Halayqa concludes that Ugaritic cannot be classified as a Canaanite language on the basis of its lexical inventory, and notes the much larger number of unshared lexemes found in the two branches.
Kogan examines the relationship between Ugaritic and several other Semitic branches, in addition to Canaanite, and reaches the opposite conclusion. Kogan (2010; 2015: 343-49) concentrates on "exclusive isoglosses" between Ugaritic and a variety of other related languages. Such "exclusive isoglosses" are lexical items which occur only in Ugaritic and one additional Semitic branch, but not in others. Kogan finds that the number of shared exclusive vocabulary items between Ugaritic and some Canaanite languages (78) is much larger than the number of unique lexical items Ugaritic shares with other languages (2010: 308). (29) On the basis of this finding, Kogan concludes that Ugaritic should be subgrouped with Canaanite.

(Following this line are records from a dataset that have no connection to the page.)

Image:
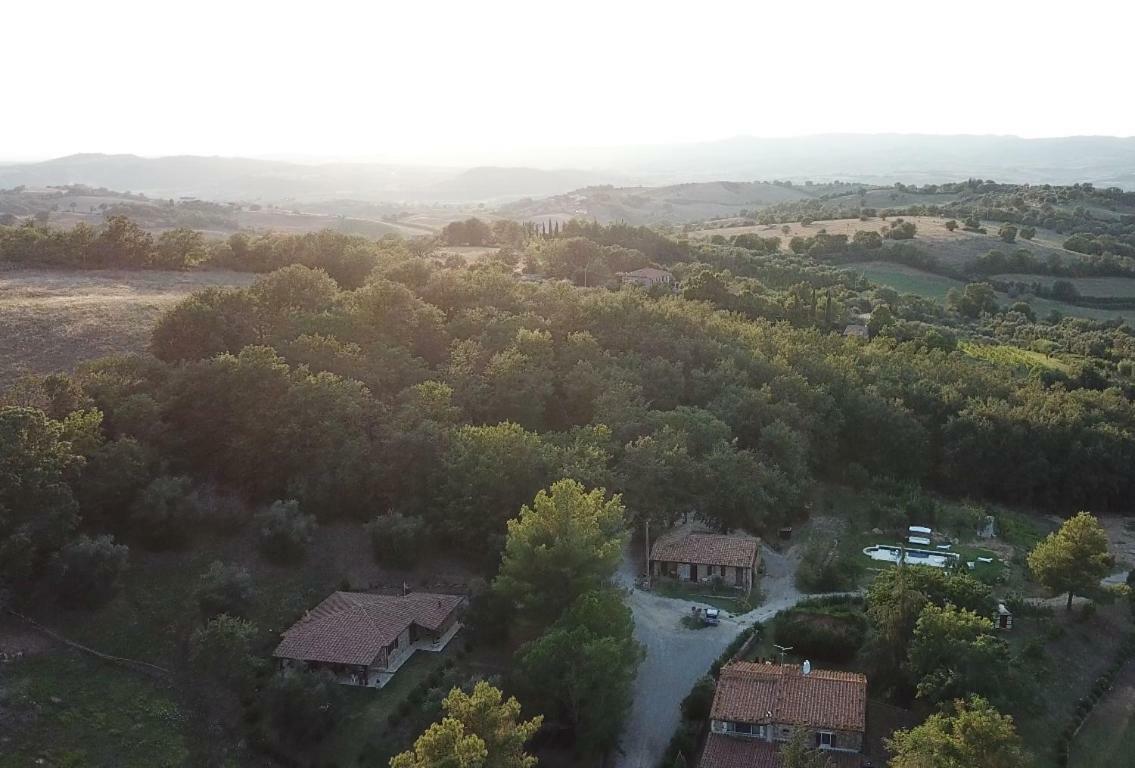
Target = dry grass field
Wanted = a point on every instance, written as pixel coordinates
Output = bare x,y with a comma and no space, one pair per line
952,249
50,320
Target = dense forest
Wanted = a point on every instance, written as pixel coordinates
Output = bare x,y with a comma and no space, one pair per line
433,401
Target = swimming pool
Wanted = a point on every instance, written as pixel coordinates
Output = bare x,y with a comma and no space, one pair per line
938,559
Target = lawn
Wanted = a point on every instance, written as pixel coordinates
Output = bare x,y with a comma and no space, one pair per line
910,280
1074,652
907,279
1107,740
1112,287
154,609
1015,357
78,711
364,735
847,524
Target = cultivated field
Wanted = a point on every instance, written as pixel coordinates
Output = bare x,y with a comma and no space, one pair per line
910,280
1108,736
1112,287
955,249
53,319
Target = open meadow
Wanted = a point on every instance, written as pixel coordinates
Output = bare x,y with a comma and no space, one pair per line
913,280
55,319
952,249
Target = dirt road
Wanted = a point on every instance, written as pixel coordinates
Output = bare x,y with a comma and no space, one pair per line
677,657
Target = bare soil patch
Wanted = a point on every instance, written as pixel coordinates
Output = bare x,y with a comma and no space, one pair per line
955,249
50,320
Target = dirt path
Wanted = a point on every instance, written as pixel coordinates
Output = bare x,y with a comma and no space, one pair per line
677,657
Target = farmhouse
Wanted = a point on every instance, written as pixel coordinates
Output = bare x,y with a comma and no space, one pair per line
647,277
756,707
705,556
363,639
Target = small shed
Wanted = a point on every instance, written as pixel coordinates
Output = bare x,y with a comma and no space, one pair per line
1003,619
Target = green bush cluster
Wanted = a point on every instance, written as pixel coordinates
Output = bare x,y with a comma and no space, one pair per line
830,633
1086,703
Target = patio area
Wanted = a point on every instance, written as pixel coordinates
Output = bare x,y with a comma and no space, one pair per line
380,677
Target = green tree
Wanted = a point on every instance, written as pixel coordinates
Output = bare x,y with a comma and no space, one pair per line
583,668
489,472
38,511
972,734
1074,558
285,531
953,652
867,238
396,539
165,513
179,249
301,707
111,477
223,651
569,542
479,729
224,589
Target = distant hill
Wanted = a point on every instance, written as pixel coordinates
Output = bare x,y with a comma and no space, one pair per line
865,159
268,180
490,182
667,204
877,159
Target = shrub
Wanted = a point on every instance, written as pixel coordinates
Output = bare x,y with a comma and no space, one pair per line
164,514
224,589
301,707
285,531
396,539
220,509
821,570
830,634
733,647
87,571
221,650
697,702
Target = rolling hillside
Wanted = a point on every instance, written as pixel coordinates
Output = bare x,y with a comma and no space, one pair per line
646,205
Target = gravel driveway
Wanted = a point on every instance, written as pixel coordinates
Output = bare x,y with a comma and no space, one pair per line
677,657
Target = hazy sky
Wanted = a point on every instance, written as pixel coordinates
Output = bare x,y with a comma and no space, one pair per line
467,81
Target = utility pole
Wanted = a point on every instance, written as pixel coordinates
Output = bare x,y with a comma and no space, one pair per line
647,530
783,650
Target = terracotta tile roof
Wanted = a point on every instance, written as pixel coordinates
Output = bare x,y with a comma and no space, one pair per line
648,272
782,693
352,627
722,751
706,549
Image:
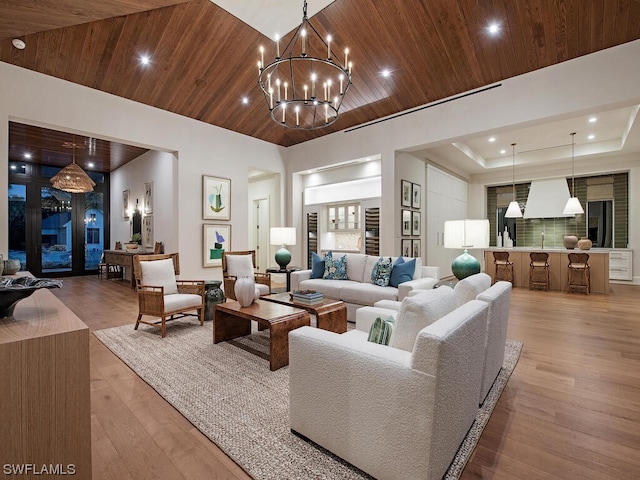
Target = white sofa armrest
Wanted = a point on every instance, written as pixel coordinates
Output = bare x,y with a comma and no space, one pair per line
425,283
365,316
368,396
297,277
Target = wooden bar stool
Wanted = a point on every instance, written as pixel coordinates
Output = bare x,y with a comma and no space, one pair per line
539,270
504,268
578,271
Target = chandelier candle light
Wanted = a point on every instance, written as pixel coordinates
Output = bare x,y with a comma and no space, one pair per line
305,85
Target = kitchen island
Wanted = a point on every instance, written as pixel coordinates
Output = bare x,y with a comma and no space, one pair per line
558,262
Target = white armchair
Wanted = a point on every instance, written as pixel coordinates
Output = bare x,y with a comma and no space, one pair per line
390,412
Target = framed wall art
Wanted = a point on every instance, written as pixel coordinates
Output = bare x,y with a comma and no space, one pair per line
415,224
416,195
125,204
405,193
405,246
216,198
406,222
148,198
147,231
215,240
416,248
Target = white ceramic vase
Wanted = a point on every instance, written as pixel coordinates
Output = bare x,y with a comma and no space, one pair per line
245,290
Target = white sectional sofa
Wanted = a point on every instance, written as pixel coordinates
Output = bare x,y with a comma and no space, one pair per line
358,290
400,411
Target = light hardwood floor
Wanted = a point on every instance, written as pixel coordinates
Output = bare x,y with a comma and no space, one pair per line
571,409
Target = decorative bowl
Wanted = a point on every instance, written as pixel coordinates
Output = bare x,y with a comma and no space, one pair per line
13,289
11,267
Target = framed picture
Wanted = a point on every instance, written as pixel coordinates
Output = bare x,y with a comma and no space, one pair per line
416,195
216,198
125,204
415,224
148,198
147,231
405,246
406,222
405,193
216,239
416,248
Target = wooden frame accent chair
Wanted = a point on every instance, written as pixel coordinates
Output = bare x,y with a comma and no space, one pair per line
242,264
161,295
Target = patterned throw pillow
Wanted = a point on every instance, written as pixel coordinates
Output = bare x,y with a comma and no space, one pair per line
335,268
381,272
380,331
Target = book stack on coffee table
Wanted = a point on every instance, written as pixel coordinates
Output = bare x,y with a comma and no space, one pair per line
307,297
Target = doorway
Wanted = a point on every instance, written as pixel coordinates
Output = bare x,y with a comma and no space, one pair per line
260,236
51,232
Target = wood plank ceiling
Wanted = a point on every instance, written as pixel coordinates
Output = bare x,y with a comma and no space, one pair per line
203,60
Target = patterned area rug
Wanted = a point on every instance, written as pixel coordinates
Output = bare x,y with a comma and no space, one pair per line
228,392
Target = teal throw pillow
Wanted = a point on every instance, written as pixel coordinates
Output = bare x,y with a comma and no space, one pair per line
335,268
380,331
402,271
381,273
317,265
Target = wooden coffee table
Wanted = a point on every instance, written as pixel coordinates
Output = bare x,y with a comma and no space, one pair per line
232,321
330,314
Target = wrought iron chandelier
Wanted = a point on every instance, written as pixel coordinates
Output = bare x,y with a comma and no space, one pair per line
72,178
305,84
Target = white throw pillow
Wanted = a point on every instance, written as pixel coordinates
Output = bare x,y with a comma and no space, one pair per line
240,265
419,311
160,273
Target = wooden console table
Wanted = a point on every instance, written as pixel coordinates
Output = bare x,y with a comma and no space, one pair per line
45,404
124,259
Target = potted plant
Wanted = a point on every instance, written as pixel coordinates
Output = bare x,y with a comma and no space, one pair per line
134,243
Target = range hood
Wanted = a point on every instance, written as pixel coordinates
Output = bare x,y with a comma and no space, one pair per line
547,198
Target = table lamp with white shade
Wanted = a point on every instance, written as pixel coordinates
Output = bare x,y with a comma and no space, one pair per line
283,236
465,234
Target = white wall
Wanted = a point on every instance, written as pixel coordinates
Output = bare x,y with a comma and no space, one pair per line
201,149
606,79
161,168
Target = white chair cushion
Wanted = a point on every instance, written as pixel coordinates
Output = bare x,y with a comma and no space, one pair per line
469,288
180,301
240,265
418,312
159,273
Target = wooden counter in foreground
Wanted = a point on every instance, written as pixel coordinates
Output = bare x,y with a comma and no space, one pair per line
558,262
45,408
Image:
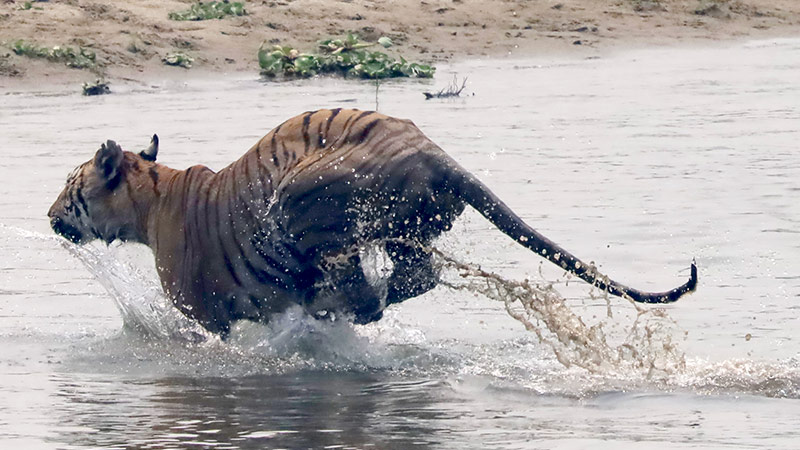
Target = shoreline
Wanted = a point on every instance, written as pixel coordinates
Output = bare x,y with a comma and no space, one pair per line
131,42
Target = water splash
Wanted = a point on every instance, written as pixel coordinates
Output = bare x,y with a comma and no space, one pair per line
648,348
576,359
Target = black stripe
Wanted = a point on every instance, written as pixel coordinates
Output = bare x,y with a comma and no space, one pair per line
365,131
362,115
219,235
333,115
274,145
229,266
306,138
79,196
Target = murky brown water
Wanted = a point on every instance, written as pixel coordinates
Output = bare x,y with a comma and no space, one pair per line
639,162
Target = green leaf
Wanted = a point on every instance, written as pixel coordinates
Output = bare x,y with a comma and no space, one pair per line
385,42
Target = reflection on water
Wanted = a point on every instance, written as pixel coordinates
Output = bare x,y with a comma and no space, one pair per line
639,162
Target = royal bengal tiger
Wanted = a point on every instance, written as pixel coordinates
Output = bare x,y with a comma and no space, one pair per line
285,224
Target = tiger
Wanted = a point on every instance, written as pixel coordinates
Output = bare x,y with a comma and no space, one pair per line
286,224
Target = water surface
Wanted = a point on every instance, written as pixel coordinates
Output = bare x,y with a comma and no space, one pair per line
639,162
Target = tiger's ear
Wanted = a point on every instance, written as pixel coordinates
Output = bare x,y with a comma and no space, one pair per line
108,162
151,152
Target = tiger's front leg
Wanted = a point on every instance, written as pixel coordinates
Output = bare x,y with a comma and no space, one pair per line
343,288
413,273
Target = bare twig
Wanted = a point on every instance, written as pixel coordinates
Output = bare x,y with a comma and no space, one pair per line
453,90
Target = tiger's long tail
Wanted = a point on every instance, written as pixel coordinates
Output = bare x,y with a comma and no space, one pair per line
490,206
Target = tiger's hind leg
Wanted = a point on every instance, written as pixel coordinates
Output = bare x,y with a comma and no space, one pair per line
413,273
343,288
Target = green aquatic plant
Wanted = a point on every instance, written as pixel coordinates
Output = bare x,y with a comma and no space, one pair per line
99,87
179,59
79,58
210,10
347,57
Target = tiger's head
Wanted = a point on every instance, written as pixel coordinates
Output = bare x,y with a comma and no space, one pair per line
103,197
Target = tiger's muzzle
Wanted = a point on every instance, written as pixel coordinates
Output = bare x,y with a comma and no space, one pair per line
66,230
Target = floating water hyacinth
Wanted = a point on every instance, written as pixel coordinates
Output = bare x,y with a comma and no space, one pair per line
99,87
178,59
210,10
79,58
346,57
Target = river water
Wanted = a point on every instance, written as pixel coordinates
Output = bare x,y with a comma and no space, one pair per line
639,161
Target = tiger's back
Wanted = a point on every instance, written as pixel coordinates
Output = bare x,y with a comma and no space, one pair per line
286,223
319,186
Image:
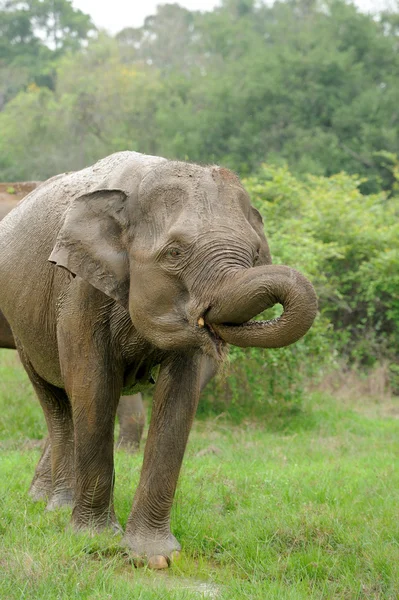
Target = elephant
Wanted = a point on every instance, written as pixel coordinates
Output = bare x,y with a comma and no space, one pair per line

There are several problems with Kogan's approach. First, he is reluctant to consider contact between Canaanite and Ugaritic as an explanation for the high number of exclusive isoglosses shared by these families. In fact, he treats contact as a mere excuse used by those who object to using lexical evidence to subgroup (2010: 310). When he discusses the case of the Akkadian-Ugaritic shared lexicon, however, he emphasizes language contact as the primary factor accounting for isoglosses between Akkadian and Ugaritic. Kogan even hypothesizes that speakers of Ugaritic borrowed from a pre-Old Babylonian variety of Akkadian (2010: 317). There was, of course, substantial contact between Ugaritic and Akkadian speakers during the Late Bronze Age, but speakers of Ugaritic were in much longer and more sustained contact with Canaanite speakers.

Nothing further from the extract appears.